" Our government is the potent, the omnipresent teacher," Justice Louis D. Brandeis wrote. "For good or ill, it teaches the whole people by its example. Crime is contagious. If the government becomes a lawbreaker, it breeds contempt for the law; it invites every man to become a law unto himself."
A President Beyond the Law
By ANTHONY LEWIS / Published: May 7, 2004 / CAMBRIDGE, Mass.
The question tears at all of us, regardless of party or ideology:
How could American men and women treat Iraqi prisoners with such cruelty — and
laugh at their humiliation? We are told that there was a failure of military
leadership. Officers
in the field were lax. Pentagon officials didn't care. So the worst in human
nature was allowed to flourish.
But something much more profound underlies this terrible episode. It is a culture
of low regard for the law, of respecting the law only when it is convenient.
Again and again, over these last years, President Bush has made clear his view
that law must bend to what he regards as necessity. National security as he defines
it trumps our commitments to international law. The Constitution must yield to
novel infringements on American freedom.
One clear example is the treatment of the prisoners at Guantánamo Bay,
Cuba. The Third Geneva Convention requires that any dispute about a prisoner's
status be decided by a "competent tribunal." American forces provided
many such tribunals for prisoners taken in the Persian Gulf war in 1991. But
Mr.

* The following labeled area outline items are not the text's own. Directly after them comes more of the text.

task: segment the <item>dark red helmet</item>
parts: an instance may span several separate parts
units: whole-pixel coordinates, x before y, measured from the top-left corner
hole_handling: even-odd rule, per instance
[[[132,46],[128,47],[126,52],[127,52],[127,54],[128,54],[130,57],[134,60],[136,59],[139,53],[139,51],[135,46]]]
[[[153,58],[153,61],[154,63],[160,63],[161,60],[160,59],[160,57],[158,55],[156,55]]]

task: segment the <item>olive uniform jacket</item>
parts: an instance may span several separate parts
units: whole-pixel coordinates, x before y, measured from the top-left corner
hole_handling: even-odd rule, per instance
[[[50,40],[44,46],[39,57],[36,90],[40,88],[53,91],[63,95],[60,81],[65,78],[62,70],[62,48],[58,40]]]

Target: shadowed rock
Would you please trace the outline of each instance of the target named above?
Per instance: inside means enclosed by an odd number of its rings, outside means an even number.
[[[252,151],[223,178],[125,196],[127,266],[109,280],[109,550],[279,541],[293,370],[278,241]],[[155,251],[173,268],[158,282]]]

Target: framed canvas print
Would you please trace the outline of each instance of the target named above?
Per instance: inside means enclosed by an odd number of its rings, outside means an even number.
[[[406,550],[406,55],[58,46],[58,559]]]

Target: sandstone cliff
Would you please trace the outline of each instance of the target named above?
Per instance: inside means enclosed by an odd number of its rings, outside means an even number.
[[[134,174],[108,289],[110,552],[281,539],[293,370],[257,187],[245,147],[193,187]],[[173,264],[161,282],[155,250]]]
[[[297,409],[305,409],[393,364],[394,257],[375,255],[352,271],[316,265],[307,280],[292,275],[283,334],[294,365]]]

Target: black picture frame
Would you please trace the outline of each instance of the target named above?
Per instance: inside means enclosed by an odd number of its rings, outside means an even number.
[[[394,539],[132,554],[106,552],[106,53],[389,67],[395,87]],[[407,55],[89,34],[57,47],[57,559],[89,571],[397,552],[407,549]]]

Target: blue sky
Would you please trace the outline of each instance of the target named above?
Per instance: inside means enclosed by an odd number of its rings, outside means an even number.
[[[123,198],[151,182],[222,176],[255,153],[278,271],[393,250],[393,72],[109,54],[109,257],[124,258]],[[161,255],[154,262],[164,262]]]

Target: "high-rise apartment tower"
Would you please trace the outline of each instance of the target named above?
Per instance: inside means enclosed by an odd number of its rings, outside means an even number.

Bush has refused to comply with the Geneva Convention. He decided that all
the Guantánamo prisoners were "unlawful combatants" — that
is, not regular soldiers but spies, terrorists or the like.
The Supreme Court is now considering whether the prisoners can use
American courts to challenge their designation as unlawful. The administration's
brief
could
not be blunter in its argument that the president is the law on this issue: "The
president, in his capacity as commander in chief, has conclusively determined
that the Guantánamo detainees . . . are not entitled to prisoner-of-war
status under the Geneva Convention."
The violation of the Geneva Convention and that refusal to let the
courts consider the issue have cost the United States dearly in the world
legal community — the
judges and lawyers in societies that, historically, have looked to the United
States as the exemplar of a country committed to law. Lord Steyn, a judge on
Britain's highest court, condemned the administration's position on Guantánamo
in an address last fall — pointing out that American courts would refuse
even to hear claims of torture from prisoners. At the time, the idea of torture
at Guantánamo seemed far-fetched to me. After the disclosures of the
last 10 days, can we be sure?
Instead of a country committed to law, the United States is now seen as a country
that proclaims high legal ideals and then says that they should apply to all
others but not to itself. That view has been worsened by the Bush administration's
determination that Americans not be subject to the new International Criminal
Court, which is supposed to punish genocide and war crimes.
Fear of terrorism — a quite understandable fear after 9/11 — has
led to harsh departures from normal legal practice at home. Aliens swept off
the streets by the Justice Department as possible terrorists after 9/11 were
subjected to physical abuse and humiliation by prison guards, the department's
inspector general found. Attorney General John Ashcroft did not apologize — a
posture that sent a message.
Inside the United States, the most radical departure from law as we
have known it is President Bush's claim that he can designate any American
citizen an "enemy
combatant" — and thereupon detain that person in solitary confinement
indefinitely, without charges, without a trial, without a right to counsel.
Again, the president's lawyers have argued determinedly that he must have the
last word,
with little or no scrutiny from lawyers and judges.
There was a stunning moment in President Bush's 2003 State of the
Union address when he said that more than 3,000 suspected terrorists "have
been arrested in many countries. And many others have met a different fate.
Let's put it
this way: They are no longer a problem for the United States."
In all these matters, there is a pervasive attitude: that to follow the law is
to be weak in the face of terrorism. But commitment to law is not a weakness.
It has been the great strength of the United States from the beginning. Our leaders
depart from that commitment at their peril, and ours, for a reason that Justice
Louis D. Brandeis memorably expressed 75 years ago.
"
Our government is the potent, the omnipresent teacher," he wrote. "For
good or ill, it teaches the whole people by its example. Crime is contagious.
If the government becomes a lawbreaker, it breeds contempt for the law; it
invites every man to become a law unto himself."
Anthony Lewis is a former New York Times columnist.